I started writing everyday and produced my first album of inspirational hip-hop over the year of 2013. I wrote, produced, and recorded one track a month with help from Mystere Jones in Stroudsburg, PA and Garageband and released it as Conspiratorial Whispers in 2014. It's not meant to be the best album of hip-hop ever. It's meant to inspire you to start somewhere. I toured around, opened a sober performance space in my basement, The Blueberry Shire, and began working for Kathy Moser and her program Music for Recovery. Then, we started my current band, The Wichts and I even got to film a music video.
I met others who had broken away from their programming and had decided to take personal responsibility for the things in life that aren't working - and to take action to change them. I volunteered at the George St Co-Op and the Garden of Healing Yoga and Wellness Center in New Brunswick, NJ and began working with CoLAB Arts, to combine my passion for performance and social justice. I went to the New Brunswick Arts Council meeting to see what the government was doing for the arts. I started an internship sponsored by Johnson&Johnson and quit because it was really corporate. Just because something looks good on the outside or on the resume, didn't mean I needed to go with it.
I continued to grow, to work, to inspire. Today, I only take decisions that make me happy - not those that are going to give me a nice 401-K (much to my parents' chagrin in some ways, but in others, I think they are starting to see the worth of happiness and contentment as compared to that of financial success). This means that sometimes I am crashing on couches rather than in a mansion. I don't have my own pool or even my own house. That being said, I am taking action to be more financially responsible in the interest of being able to remain 'in business'.
I haven't bought new clothes for myself in years [though I have received presents :D] and I am much more likely to go to the 'cinema' with Netflix (that I borrow from my brother) in my basement than to pay $15 for a ticket.
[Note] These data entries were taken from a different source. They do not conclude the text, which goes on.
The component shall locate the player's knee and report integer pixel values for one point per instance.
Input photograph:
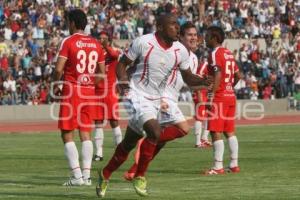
(114, 123)
(184, 128)
(128, 146)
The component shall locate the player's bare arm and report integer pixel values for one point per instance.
(216, 80)
(100, 72)
(122, 74)
(217, 76)
(194, 81)
(59, 68)
(237, 77)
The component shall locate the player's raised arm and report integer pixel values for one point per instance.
(216, 79)
(237, 77)
(59, 68)
(100, 72)
(122, 74)
(194, 81)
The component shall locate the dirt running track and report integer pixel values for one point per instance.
(29, 127)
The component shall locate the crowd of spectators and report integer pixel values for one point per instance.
(30, 32)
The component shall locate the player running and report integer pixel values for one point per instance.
(108, 102)
(200, 99)
(172, 115)
(222, 65)
(160, 57)
(80, 57)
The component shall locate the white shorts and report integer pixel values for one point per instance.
(140, 110)
(172, 116)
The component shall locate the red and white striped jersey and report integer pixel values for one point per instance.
(157, 66)
(83, 53)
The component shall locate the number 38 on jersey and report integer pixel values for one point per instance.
(88, 61)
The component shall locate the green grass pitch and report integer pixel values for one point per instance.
(33, 166)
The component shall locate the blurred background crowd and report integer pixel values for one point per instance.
(30, 33)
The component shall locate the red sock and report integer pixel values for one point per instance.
(146, 154)
(170, 133)
(133, 168)
(116, 161)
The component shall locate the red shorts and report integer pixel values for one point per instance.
(76, 108)
(107, 106)
(200, 112)
(221, 117)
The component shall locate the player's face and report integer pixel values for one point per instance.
(71, 26)
(190, 39)
(208, 40)
(171, 29)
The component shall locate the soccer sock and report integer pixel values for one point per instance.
(205, 131)
(119, 157)
(146, 155)
(133, 168)
(170, 133)
(198, 129)
(234, 149)
(87, 156)
(218, 154)
(99, 137)
(117, 135)
(72, 156)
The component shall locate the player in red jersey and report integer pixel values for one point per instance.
(80, 61)
(222, 65)
(200, 99)
(106, 90)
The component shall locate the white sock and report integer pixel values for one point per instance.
(205, 131)
(234, 149)
(72, 156)
(99, 137)
(218, 154)
(198, 130)
(117, 135)
(87, 156)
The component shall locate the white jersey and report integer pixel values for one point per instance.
(157, 66)
(172, 91)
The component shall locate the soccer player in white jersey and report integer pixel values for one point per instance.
(160, 58)
(170, 113)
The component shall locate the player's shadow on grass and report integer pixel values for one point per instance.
(28, 184)
(69, 195)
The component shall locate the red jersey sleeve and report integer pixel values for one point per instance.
(236, 68)
(113, 53)
(101, 57)
(64, 49)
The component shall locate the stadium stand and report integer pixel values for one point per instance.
(30, 32)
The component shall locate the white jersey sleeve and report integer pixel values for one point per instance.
(135, 49)
(185, 60)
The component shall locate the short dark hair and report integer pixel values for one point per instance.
(162, 18)
(78, 17)
(186, 26)
(217, 32)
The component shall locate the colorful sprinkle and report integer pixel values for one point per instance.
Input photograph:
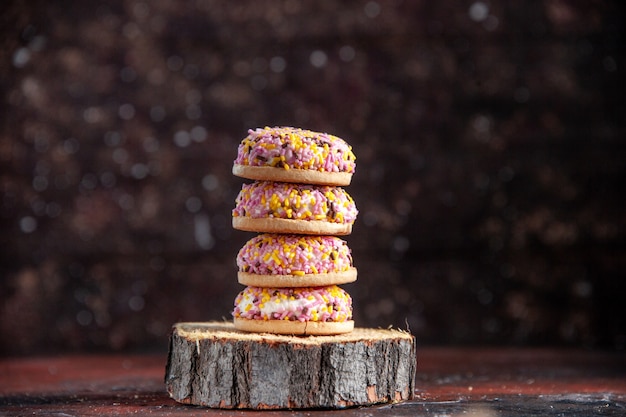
(303, 304)
(278, 254)
(262, 199)
(294, 148)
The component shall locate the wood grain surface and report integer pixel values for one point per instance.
(449, 381)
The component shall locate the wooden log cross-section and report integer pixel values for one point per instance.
(214, 365)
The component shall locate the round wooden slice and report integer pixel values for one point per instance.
(214, 365)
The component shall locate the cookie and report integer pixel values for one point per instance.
(278, 260)
(277, 207)
(310, 310)
(289, 154)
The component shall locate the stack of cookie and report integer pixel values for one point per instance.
(293, 267)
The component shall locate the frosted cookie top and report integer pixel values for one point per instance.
(280, 254)
(266, 199)
(296, 155)
(324, 304)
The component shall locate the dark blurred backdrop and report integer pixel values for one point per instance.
(490, 143)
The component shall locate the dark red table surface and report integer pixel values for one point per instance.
(450, 382)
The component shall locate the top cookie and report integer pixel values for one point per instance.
(289, 154)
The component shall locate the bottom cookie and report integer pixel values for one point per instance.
(294, 327)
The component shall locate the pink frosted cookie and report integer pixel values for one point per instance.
(277, 207)
(310, 310)
(289, 154)
(278, 260)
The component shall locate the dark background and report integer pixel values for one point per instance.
(490, 143)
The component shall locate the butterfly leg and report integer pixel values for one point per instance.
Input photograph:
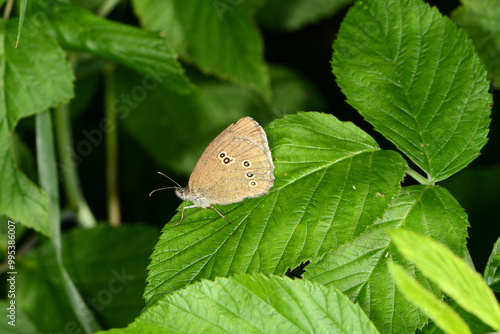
(220, 214)
(182, 213)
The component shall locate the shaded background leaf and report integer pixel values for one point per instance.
(225, 26)
(480, 21)
(146, 52)
(295, 14)
(107, 266)
(29, 88)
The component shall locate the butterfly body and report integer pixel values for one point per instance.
(236, 165)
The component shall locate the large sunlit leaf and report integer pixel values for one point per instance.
(35, 76)
(253, 304)
(218, 36)
(416, 77)
(146, 52)
(451, 274)
(480, 19)
(442, 314)
(332, 182)
(359, 268)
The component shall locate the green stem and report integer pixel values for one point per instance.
(419, 178)
(106, 7)
(48, 176)
(111, 149)
(69, 161)
(7, 10)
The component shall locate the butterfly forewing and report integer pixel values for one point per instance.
(236, 165)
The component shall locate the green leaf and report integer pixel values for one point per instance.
(332, 182)
(264, 305)
(228, 28)
(146, 52)
(21, 324)
(35, 77)
(451, 274)
(491, 272)
(479, 19)
(412, 74)
(358, 268)
(442, 314)
(116, 260)
(295, 14)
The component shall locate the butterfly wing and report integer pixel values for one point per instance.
(236, 165)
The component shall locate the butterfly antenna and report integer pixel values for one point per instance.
(178, 185)
(161, 189)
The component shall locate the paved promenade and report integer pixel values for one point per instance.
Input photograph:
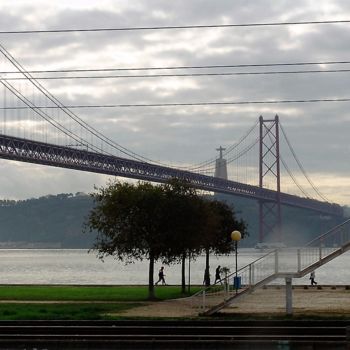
(317, 301)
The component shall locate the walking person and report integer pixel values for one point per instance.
(312, 278)
(206, 280)
(161, 276)
(217, 274)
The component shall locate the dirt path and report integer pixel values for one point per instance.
(270, 301)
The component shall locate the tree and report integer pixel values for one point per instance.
(221, 221)
(131, 222)
(185, 209)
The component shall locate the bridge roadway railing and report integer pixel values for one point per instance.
(278, 263)
(25, 150)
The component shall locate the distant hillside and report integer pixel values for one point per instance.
(50, 221)
(56, 221)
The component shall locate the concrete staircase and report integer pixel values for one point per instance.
(287, 263)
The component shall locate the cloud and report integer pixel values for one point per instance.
(186, 135)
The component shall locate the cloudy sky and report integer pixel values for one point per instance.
(188, 134)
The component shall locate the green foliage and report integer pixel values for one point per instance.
(163, 222)
(87, 293)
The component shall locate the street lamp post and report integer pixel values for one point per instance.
(236, 236)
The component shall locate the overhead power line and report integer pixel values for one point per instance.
(194, 104)
(180, 67)
(182, 75)
(122, 29)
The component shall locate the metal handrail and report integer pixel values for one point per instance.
(327, 233)
(234, 273)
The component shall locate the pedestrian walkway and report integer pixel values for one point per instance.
(286, 263)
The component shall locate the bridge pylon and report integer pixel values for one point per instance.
(269, 168)
(221, 165)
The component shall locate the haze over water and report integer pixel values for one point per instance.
(77, 266)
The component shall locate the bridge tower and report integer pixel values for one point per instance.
(221, 165)
(269, 168)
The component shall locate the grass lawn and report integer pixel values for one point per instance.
(88, 293)
(75, 302)
(66, 311)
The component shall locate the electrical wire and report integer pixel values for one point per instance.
(182, 75)
(121, 29)
(180, 67)
(194, 104)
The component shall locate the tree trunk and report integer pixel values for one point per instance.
(183, 282)
(207, 272)
(151, 294)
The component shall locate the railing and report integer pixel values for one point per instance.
(234, 284)
(289, 262)
(323, 247)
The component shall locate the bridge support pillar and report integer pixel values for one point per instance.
(269, 171)
(289, 296)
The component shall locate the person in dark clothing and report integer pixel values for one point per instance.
(161, 276)
(217, 274)
(206, 280)
(312, 278)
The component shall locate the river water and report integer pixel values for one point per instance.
(77, 266)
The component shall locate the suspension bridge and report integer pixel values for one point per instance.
(38, 128)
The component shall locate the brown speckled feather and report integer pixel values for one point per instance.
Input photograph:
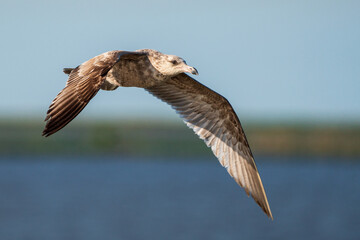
(83, 84)
(213, 119)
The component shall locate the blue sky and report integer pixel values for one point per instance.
(270, 59)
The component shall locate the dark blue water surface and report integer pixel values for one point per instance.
(117, 198)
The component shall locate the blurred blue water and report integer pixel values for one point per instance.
(113, 198)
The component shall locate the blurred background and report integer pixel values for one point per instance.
(130, 169)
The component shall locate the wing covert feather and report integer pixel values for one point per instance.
(83, 84)
(213, 119)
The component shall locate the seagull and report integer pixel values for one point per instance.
(209, 114)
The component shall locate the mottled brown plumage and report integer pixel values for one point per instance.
(209, 114)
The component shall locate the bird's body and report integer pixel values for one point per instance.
(209, 114)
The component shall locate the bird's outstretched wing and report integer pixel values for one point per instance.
(213, 119)
(83, 84)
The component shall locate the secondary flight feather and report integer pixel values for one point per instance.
(208, 113)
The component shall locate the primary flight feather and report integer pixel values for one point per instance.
(209, 114)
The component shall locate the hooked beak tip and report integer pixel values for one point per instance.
(194, 71)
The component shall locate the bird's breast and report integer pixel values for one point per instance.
(131, 73)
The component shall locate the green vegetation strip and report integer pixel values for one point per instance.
(173, 139)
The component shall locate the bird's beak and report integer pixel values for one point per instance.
(191, 70)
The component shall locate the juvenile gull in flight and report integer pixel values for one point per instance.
(209, 114)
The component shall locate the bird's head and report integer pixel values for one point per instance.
(170, 65)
I rarely go out to restaurants because I like to eat vegan and organic and it's cheaper (and often, better) to do that at home. I haven't had a drink of alcohol of a drug in 7 years and I quit smoking to save money and my health (and yours!). Making these decisions allows me to travel and eat well, to buy the occasional present for my friends and loves, and to enjoy life with a relatively low level of stress about money.
This year, I official made this project into CP4P LLC. I am officially a small businesswoman. I toured several countries and have done poetry workshops in multiple languages. I spoke in a jail in Oroquieta City, Mindanao, Philippines. I've done so many cool things and it's not because I have money. It's because I refused to accept that 'that's just the way it is' and I chose to see the world through a lens of possibilities, rather than limits.
It's not always glamorous to be me, but it's glorious. There are many who prefer the creature comforts and luxuries of life - and that's fine for you. However, if there's something bothering you about the way you're living and you aren't doing anything to change it - ask yourself - have you fallen into the trap of seeing it as 'just the way things are' or have you asked yourself yet what you could do to make it different?